Many CEOs need guidance in deciding where to begin.
Most company leaders aware of RPA know they should look into it, but many are intimidated by the vast number of business processes that could feasibly be automated. This, paired with the view that automation is more related to cost-reduction than to revenue growth, causes many CEOs to delay getting the bot ball rolling, so to speak.
As private equity specialists Dave Noonan of RSM, Cory Eaves of General Atlantic and Tamas Hevizi of Automation Anywhere discuss, portfolio companies can overcome their hesitancy to automate tasks that were once manual, cutting expenses and improving accuracy in the process. These CEOs should know that many automation projects produce a return on investment more quickly and more powerfully than they may expect. Hevisi calls automation "the gateway drug to digital transformation."
RPA projects are "tangible, short-term projects," continues Hevisi. "They take the analog out of the processes, because a lot of the manual entry goes away."

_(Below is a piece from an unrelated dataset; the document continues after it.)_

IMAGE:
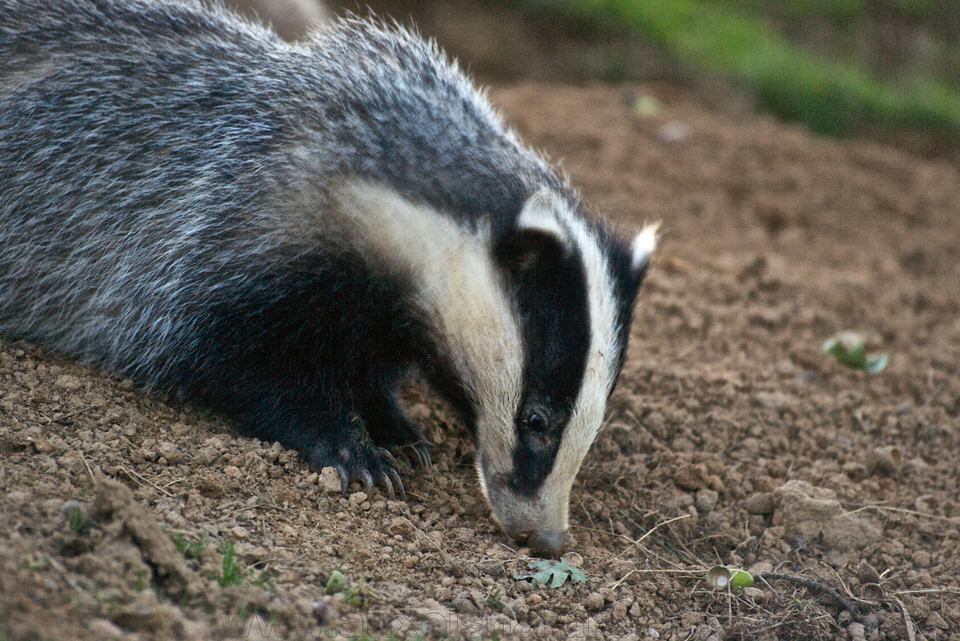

Noonan backs up Hevisi's endorsement: "It is clear and obvious that there are tangible benefits—measurable and sustainable benefits—to implementing this type of a solution. It really comes down to a question of education—making CEOs understand that it can be done and it can be done in a way that's not overly intrusive to the company. And it can be done in a period of time that isn't going to be overly taxing either from a resource or a cost perspective. And the return is incredibly straightforward and measurable."
A portfolio company’s potential return on investment is the bottom line in any decision.
"If we can't draw a straight line between a dollar spent on a piece of software or consulting engagement to five to seven dollars in return, then you should probably keep the dollar," adds Noonan. "This is a place where it's evident that the return is there for the taking."